Obwohl das
Gedankenland seit Jahren brach und sträflich missachtet da liegt, erreichen mich immer noch zahlreiche mails von anderen Adoptierten, die mir Fragen zu meiner Einstellung stellen, einen Austausch suchen oder mich dazu bringen möchten, mich auf Spurensuche zu begeben.
Für mich war immer klar, ich werde erst dann eine Spurensuche beginnen, wenn ich den inneren Wunsch danach verspüre.
Dieser Wunsch hat sich bei mir bislang in keinster Weise geregt und so wäre eigentlich alles klar, wenn nicht, ja, wenn nicht da die Gedanken daran wären, ob meine "wahren" Eltern nicht vielleicht hin und wieder darüber nachdenken, was wohl aus mir geworden sein könnte.
Manchmal frage ich mich einfach, ob sich meine leiblichen Eltern wohl wünschten, ich nähme Kontakt zu ihnen auf. Sie können dies schwerlich tun. Allein ich kann diesen Weg beschreiten.
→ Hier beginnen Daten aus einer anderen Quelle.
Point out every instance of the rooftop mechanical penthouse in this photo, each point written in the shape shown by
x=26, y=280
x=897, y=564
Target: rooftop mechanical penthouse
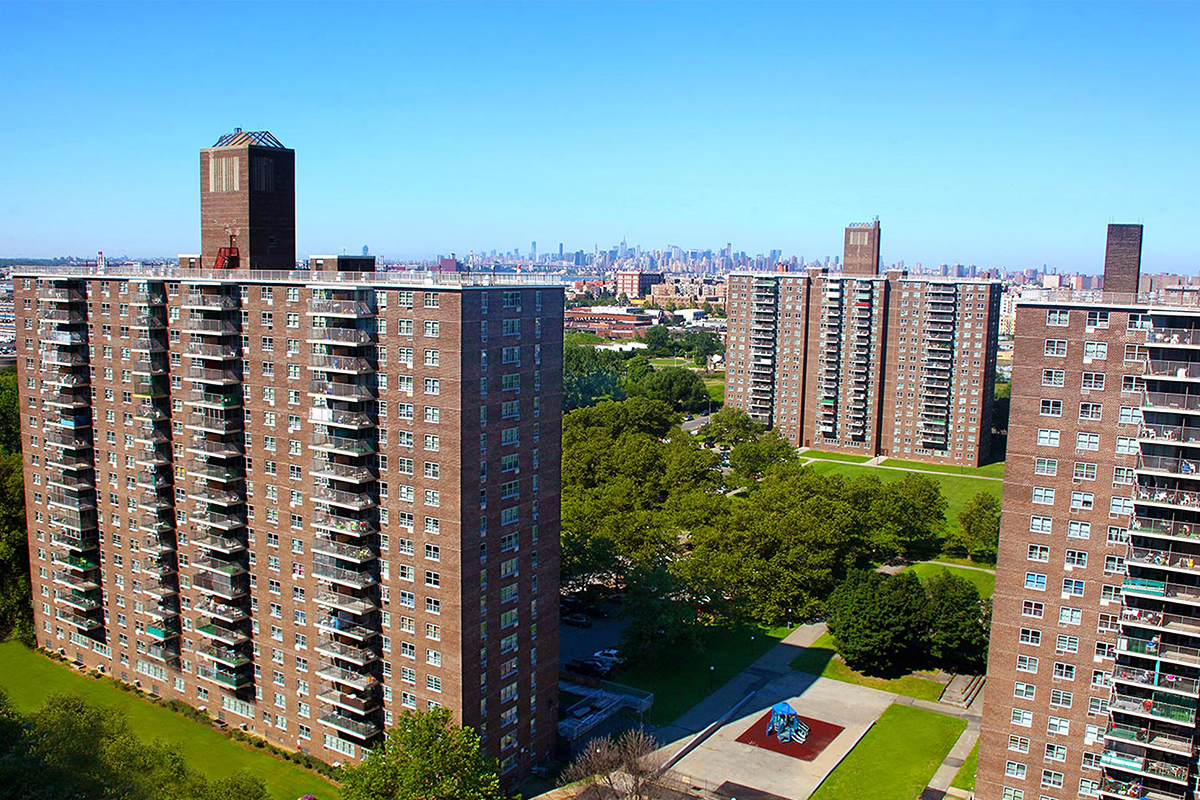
x=301, y=500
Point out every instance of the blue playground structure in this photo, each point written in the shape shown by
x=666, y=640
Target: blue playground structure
x=785, y=725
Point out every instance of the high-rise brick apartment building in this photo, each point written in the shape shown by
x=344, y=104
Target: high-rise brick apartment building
x=303, y=500
x=1095, y=662
x=862, y=362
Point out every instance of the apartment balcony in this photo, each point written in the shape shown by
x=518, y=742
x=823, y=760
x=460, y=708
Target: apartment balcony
x=61, y=295
x=222, y=655
x=1159, y=651
x=214, y=400
x=157, y=546
x=1149, y=767
x=349, y=308
x=1146, y=737
x=214, y=583
x=357, y=678
x=160, y=588
x=209, y=326
x=219, y=565
x=346, y=725
x=70, y=500
x=1152, y=678
x=73, y=618
x=148, y=344
x=145, y=298
x=1180, y=498
x=1155, y=709
x=1175, y=529
x=1168, y=464
x=333, y=599
x=207, y=350
x=162, y=569
x=219, y=497
x=209, y=376
x=361, y=703
x=354, y=392
x=71, y=481
x=162, y=631
x=343, y=445
x=81, y=601
x=348, y=473
x=351, y=629
x=343, y=364
x=357, y=578
x=210, y=301
x=215, y=447
x=221, y=612
x=214, y=470
x=328, y=546
x=354, y=420
x=214, y=423
x=166, y=651
x=229, y=680
x=73, y=581
x=339, y=336
x=149, y=413
x=347, y=653
x=226, y=545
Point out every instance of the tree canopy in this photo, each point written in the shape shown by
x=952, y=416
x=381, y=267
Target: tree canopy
x=424, y=756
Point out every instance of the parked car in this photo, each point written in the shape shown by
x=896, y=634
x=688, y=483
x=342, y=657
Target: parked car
x=611, y=654
x=589, y=667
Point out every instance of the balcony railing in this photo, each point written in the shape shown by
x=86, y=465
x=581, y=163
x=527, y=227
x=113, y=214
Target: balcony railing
x=1169, y=464
x=1151, y=678
x=1158, y=650
x=1175, y=497
x=340, y=335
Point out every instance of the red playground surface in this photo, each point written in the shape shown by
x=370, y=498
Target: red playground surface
x=820, y=735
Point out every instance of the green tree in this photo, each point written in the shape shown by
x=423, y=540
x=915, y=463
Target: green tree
x=877, y=621
x=731, y=426
x=682, y=388
x=658, y=341
x=424, y=756
x=978, y=531
x=755, y=457
x=959, y=621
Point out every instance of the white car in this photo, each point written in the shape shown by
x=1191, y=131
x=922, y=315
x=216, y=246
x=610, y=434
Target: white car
x=610, y=655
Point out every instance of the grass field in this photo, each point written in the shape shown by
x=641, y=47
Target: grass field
x=822, y=660
x=715, y=386
x=988, y=470
x=965, y=776
x=957, y=489
x=679, y=680
x=29, y=678
x=825, y=456
x=985, y=582
x=897, y=757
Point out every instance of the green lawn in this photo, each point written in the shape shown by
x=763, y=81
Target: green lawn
x=823, y=456
x=29, y=677
x=985, y=582
x=679, y=680
x=955, y=488
x=987, y=470
x=822, y=660
x=715, y=386
x=965, y=776
x=897, y=757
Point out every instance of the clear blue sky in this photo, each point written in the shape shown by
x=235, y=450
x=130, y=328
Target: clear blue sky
x=997, y=134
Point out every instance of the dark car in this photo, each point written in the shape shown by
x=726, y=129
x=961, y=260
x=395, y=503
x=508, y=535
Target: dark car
x=589, y=667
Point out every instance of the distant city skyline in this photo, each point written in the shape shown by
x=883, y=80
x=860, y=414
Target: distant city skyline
x=1001, y=134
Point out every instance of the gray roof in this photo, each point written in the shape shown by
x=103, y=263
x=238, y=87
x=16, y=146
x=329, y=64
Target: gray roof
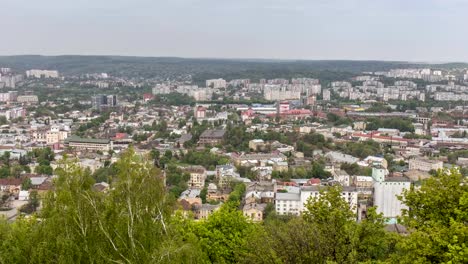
x=213, y=133
x=190, y=193
x=288, y=196
x=87, y=140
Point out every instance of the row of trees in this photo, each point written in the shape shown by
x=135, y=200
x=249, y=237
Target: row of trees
x=137, y=222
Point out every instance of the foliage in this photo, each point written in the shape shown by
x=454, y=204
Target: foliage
x=437, y=219
x=354, y=169
x=404, y=125
x=204, y=158
x=360, y=149
x=326, y=233
x=130, y=224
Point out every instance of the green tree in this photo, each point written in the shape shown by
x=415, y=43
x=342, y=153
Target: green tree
x=26, y=184
x=437, y=218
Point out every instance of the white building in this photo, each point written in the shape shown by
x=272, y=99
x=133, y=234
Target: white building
x=293, y=202
x=426, y=165
x=42, y=74
x=216, y=83
x=386, y=192
x=326, y=95
x=27, y=99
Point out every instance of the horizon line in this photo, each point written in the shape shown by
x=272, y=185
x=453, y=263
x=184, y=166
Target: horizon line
x=238, y=58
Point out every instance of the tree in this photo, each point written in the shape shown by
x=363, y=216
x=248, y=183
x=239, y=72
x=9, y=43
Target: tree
x=223, y=236
x=437, y=219
x=326, y=233
x=26, y=184
x=129, y=224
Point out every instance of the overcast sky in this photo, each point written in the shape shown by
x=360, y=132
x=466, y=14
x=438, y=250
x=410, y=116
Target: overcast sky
x=409, y=30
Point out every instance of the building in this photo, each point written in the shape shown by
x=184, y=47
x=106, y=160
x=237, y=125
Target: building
x=161, y=89
x=200, y=112
x=27, y=99
x=326, y=95
x=10, y=96
x=89, y=143
x=288, y=203
x=426, y=165
x=13, y=113
x=103, y=101
x=56, y=135
x=256, y=144
x=205, y=210
x=42, y=74
x=254, y=211
x=338, y=157
x=212, y=137
x=294, y=200
x=279, y=93
x=197, y=176
x=386, y=192
x=216, y=83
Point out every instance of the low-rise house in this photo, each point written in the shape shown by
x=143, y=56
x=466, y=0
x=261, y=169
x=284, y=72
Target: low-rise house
x=338, y=157
x=10, y=185
x=254, y=211
x=288, y=203
x=426, y=165
x=89, y=143
x=197, y=176
x=203, y=211
x=192, y=196
x=212, y=137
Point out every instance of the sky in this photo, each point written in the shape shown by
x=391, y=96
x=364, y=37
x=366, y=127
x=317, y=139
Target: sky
x=404, y=30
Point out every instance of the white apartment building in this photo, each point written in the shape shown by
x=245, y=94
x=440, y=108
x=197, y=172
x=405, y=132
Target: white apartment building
x=13, y=113
x=293, y=203
x=216, y=83
x=326, y=95
x=426, y=165
x=386, y=192
x=27, y=99
x=279, y=93
x=197, y=176
x=89, y=143
x=42, y=74
x=386, y=196
x=10, y=96
x=161, y=89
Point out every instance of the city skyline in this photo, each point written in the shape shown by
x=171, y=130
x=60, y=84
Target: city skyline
x=421, y=31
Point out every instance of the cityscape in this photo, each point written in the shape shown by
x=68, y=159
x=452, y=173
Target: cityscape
x=206, y=159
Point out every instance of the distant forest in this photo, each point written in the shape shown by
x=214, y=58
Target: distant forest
x=202, y=69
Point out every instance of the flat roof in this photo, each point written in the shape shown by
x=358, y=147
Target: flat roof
x=87, y=140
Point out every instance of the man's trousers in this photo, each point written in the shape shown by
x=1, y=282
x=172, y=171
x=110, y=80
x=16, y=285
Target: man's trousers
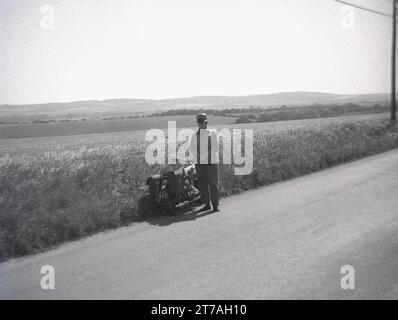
x=208, y=181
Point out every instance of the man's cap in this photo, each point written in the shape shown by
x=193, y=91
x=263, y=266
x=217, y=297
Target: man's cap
x=201, y=117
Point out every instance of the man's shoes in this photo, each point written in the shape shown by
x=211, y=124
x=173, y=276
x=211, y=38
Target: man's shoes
x=206, y=208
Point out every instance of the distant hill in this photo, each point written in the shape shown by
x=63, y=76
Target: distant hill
x=94, y=109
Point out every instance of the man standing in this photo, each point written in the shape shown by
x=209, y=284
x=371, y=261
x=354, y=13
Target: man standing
x=204, y=149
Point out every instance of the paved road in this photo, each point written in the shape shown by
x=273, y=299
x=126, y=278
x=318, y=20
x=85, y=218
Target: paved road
x=288, y=240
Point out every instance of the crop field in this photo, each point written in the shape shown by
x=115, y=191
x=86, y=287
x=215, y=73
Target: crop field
x=57, y=189
x=100, y=126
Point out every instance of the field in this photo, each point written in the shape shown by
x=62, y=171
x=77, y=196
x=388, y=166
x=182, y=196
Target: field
x=56, y=189
x=99, y=126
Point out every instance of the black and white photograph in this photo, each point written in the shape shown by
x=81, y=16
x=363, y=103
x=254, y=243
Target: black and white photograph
x=191, y=151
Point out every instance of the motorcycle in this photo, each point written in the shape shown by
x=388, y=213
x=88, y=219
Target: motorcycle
x=173, y=191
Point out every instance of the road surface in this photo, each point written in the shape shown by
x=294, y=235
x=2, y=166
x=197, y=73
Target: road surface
x=285, y=241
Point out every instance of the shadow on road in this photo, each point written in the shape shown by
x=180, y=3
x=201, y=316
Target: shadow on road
x=188, y=215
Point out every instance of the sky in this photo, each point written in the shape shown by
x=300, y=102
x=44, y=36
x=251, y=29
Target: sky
x=68, y=50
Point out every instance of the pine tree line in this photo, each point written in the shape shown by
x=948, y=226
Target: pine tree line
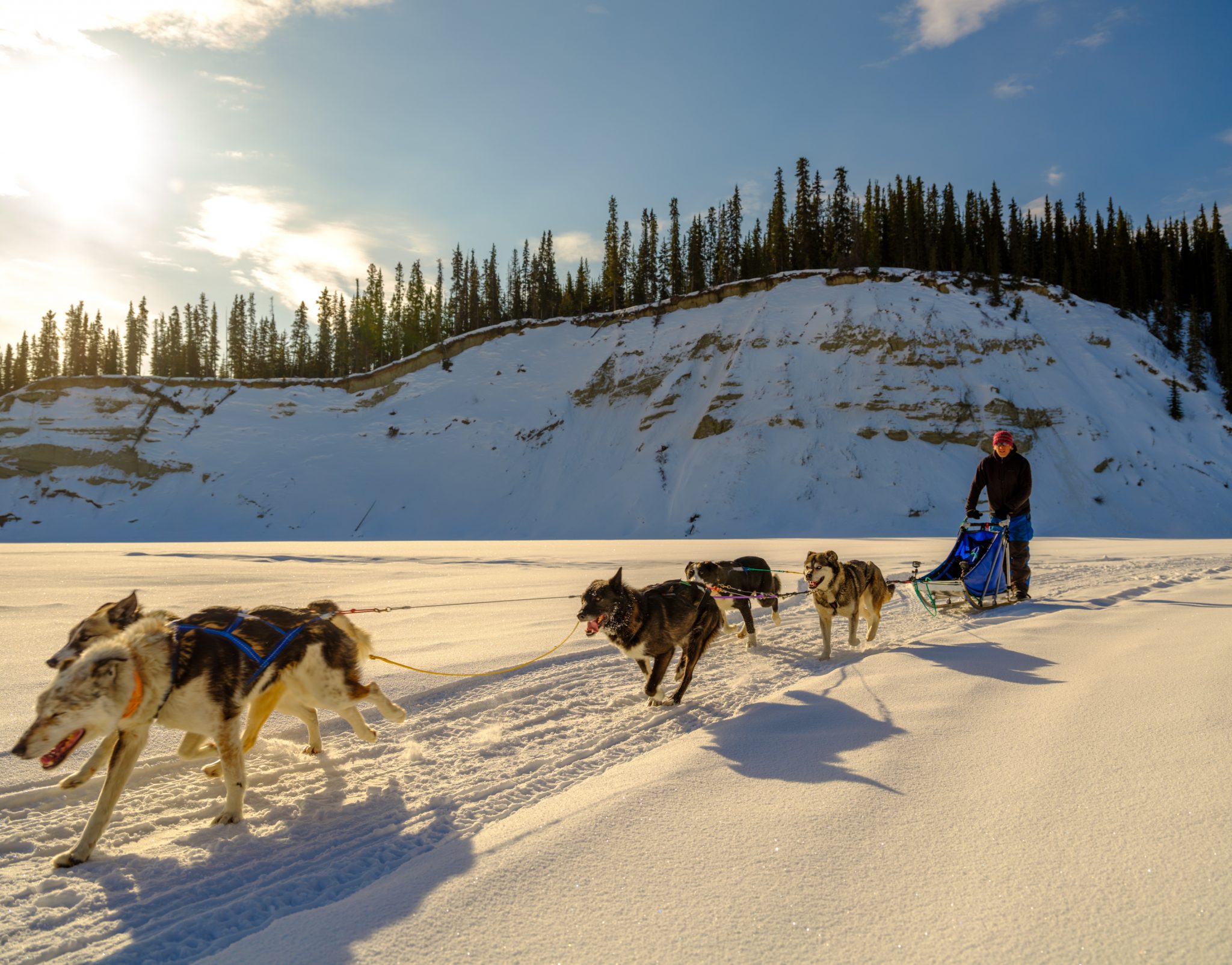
x=1177, y=275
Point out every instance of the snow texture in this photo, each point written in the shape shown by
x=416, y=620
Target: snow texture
x=1047, y=782
x=826, y=404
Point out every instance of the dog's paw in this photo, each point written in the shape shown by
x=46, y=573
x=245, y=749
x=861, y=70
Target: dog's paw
x=69, y=859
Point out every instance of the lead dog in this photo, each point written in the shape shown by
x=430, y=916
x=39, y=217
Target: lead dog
x=111, y=618
x=747, y=575
x=189, y=680
x=650, y=624
x=851, y=590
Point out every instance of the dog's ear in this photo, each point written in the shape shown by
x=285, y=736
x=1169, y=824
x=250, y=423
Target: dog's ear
x=106, y=668
x=123, y=613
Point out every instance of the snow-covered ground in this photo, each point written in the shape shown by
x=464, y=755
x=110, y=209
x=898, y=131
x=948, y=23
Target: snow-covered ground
x=853, y=410
x=1045, y=783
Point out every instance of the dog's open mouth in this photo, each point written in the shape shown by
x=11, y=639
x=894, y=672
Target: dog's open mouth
x=56, y=756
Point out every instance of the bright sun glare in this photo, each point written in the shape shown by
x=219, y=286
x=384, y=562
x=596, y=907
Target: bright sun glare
x=78, y=138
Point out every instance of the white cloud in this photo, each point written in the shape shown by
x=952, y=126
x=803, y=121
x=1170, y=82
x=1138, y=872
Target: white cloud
x=277, y=244
x=1011, y=87
x=572, y=245
x=47, y=26
x=941, y=22
x=1035, y=206
x=233, y=81
x=163, y=262
x=1101, y=35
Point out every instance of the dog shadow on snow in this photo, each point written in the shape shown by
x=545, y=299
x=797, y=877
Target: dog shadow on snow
x=801, y=741
x=241, y=880
x=982, y=658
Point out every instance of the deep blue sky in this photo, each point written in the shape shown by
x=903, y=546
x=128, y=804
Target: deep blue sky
x=170, y=150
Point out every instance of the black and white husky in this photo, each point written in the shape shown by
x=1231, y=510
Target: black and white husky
x=650, y=624
x=111, y=618
x=746, y=575
x=851, y=590
x=189, y=680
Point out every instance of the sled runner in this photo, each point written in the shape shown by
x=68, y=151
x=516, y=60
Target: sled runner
x=976, y=570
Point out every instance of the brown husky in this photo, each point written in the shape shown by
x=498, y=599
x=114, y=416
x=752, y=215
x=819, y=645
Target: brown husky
x=651, y=623
x=851, y=590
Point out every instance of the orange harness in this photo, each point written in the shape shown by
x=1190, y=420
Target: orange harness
x=136, y=699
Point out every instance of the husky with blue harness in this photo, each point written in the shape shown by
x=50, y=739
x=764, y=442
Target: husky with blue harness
x=196, y=674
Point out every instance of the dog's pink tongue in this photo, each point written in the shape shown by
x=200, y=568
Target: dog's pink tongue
x=57, y=753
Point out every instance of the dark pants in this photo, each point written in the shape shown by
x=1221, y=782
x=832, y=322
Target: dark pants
x=1019, y=569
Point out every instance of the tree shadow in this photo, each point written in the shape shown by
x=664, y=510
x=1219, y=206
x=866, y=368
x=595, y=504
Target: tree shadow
x=985, y=658
x=800, y=742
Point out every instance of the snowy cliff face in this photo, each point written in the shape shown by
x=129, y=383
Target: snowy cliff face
x=825, y=405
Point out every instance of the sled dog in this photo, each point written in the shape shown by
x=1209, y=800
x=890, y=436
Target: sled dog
x=650, y=624
x=747, y=575
x=112, y=618
x=192, y=682
x=851, y=590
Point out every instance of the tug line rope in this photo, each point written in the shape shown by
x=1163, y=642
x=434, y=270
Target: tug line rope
x=479, y=673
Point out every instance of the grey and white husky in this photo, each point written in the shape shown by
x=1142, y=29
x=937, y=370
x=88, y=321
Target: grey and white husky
x=111, y=618
x=852, y=590
x=648, y=625
x=194, y=682
x=748, y=575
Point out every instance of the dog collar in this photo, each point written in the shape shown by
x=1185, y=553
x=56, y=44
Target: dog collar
x=136, y=699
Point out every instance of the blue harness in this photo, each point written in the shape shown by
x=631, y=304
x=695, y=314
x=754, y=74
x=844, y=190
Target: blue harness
x=229, y=634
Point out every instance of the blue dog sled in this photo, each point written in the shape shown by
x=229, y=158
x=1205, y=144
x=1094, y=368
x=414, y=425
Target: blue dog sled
x=976, y=570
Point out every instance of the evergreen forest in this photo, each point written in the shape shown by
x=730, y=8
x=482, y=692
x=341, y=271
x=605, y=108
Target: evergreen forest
x=1174, y=275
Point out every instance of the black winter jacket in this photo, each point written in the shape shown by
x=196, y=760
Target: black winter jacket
x=1009, y=485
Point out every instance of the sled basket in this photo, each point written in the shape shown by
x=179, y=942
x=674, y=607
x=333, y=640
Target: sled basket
x=976, y=570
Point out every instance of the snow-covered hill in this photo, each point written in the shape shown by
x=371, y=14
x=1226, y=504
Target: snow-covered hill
x=827, y=404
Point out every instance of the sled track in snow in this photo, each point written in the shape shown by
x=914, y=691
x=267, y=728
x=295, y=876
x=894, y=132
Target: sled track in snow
x=319, y=828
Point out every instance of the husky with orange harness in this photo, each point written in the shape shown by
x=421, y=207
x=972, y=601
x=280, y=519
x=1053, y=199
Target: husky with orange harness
x=196, y=676
x=111, y=618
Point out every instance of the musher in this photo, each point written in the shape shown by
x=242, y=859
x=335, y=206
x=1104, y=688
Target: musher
x=1007, y=475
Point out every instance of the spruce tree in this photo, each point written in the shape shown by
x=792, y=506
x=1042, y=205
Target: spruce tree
x=1195, y=351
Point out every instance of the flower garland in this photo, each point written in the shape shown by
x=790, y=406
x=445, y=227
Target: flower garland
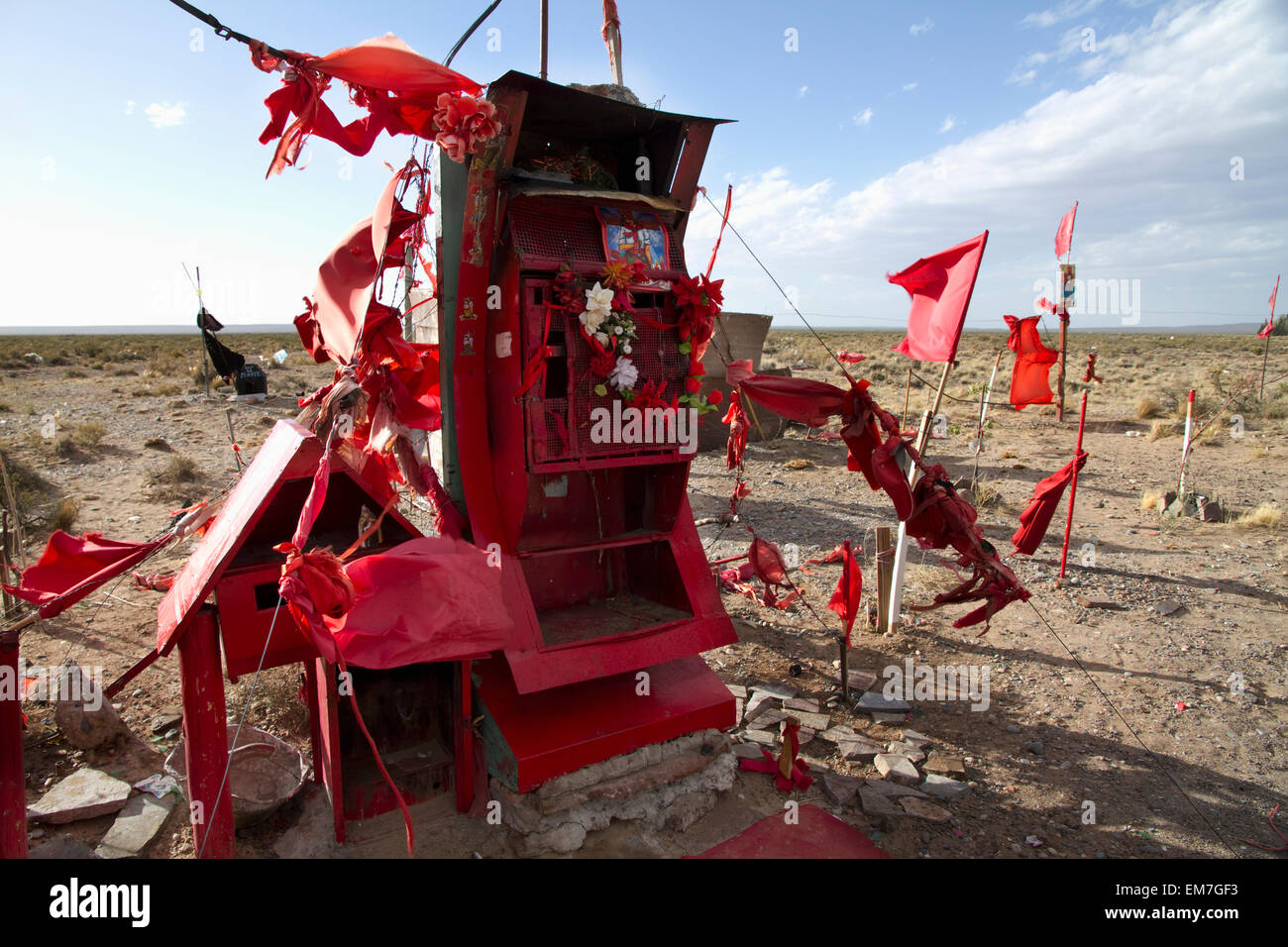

Je älter ich werde, um so mehr sinken die Chancen, meine leiblichen Eltern lebend kennen zu lernen. Natürlich denke ich darüber nach.
Immerhin vergebe ich da eine unwiderbringliche Chance.
Andererseits bin ich so glücklich und zufrieden wie es ist. Ich habe wunderbare Eltern, die, wie die meisten anderen wunderbaren Eltern auch, mich hin und wieder zwar zur Weißglut treiben können, mir aber unersetzlich sind.
Eltern, die ich liebe und schätze und die mir sehr viel wert sind.
Ich habe wenig Lust, Fremden gegenüber zu stehen, nur um zu schauen, woher mein Erbgut kommt.
Ich bin diesen Menschen dankbar. Dankbar dafür, dass sie mich haben leben lassen. Dankbar dafür, dass sie das Beste für mich und nicht für sich gewollt zu haben scheinen.
Aber dennoch verspüre ich nicht den winzigst kleinen Wunsch, mich auf die Suche zu begeben.
Darum werde ich es lassen. Mag sein, ich bereue dies irgendwann. Aber ich möchte nicht heute etwas ungern tun, nur damit ich morgen - eventuell - nicht trauern muss es unterlassen zu haben.
Und eine unehrliche Suche wäre sinnlos.
Ich habe meine Wurzeln hier. Und das ist gut so.